On April 7, the Nasdaq-listed company launched its original crypto trading platform in India to great excitement.

The software allows users in the world's second-largest internet market to purchase crypto tokens through UPI, a widely used Indian payment system created by a group of retail banks.

The service was pulled back without explanation just three days after it was launched.

The move came after the National Payments Corporation of India, the country's regulating body for UPI, released an unusual statement in which it refused to accept UPI capability on Coinbase's app.

Coinbase co-founder and chief executive Brian Armstrong stated the business deactivated UPI due to "informal pressure" from the Reserve Bank of India during the company's earnings release.

Armstrong pointed out that although cryptocurrency trading is not illegal in India, several members of the government, including the Reserve Bank of India, do not appear to be enthusiastic about it. 

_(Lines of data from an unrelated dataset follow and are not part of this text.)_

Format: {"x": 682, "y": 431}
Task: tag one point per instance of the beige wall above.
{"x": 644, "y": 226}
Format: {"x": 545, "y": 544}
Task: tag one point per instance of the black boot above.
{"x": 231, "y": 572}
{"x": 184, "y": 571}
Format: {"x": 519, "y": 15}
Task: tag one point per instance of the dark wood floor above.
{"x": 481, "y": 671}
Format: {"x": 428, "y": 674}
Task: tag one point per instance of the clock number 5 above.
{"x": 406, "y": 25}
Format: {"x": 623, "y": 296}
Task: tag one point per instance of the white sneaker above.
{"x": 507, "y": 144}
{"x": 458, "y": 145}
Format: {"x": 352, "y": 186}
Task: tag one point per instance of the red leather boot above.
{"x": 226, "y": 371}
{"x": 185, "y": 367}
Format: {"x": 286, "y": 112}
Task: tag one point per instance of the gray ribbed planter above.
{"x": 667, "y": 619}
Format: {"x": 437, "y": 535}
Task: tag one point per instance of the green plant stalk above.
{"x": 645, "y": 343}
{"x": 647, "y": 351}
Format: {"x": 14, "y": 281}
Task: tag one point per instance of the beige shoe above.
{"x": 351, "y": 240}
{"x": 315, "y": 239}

The bank is doing what's been dubbed a "shadow ban" in the news, which basically means they're using mild pressure behind the scenes to attempt to deactivate some of these payments that might be going through UPI.

"It would be interesting to find out if it were to move there," he said, "but I think our choice is really just to engage with them and focus on reopening. I think there are a lot of avenues that we have to relaunch with different payment options there. And that's the default course going ahead."

The Reserve Bank of India had previously prohibited banks from dealing with cryptocurrency transactions, a decision that was overturned by the country's high court over two years ago. However, the central bank persists to exert informal pressure on banks to refrain from doing so.

This pressure, combined with the banks' compliance, is the reason why prominent cryptocurrency trades in India have trouble supporting fiat currency.

An executive at one of the cryptocurrency marketplaces stated that they may contest the central bank's litigation, but warned that such a court battle could take years and that their businesses could be destroyed during that time, which is why crypto participants in India are hoping that the central bank will loosen up its stance on its own at some point.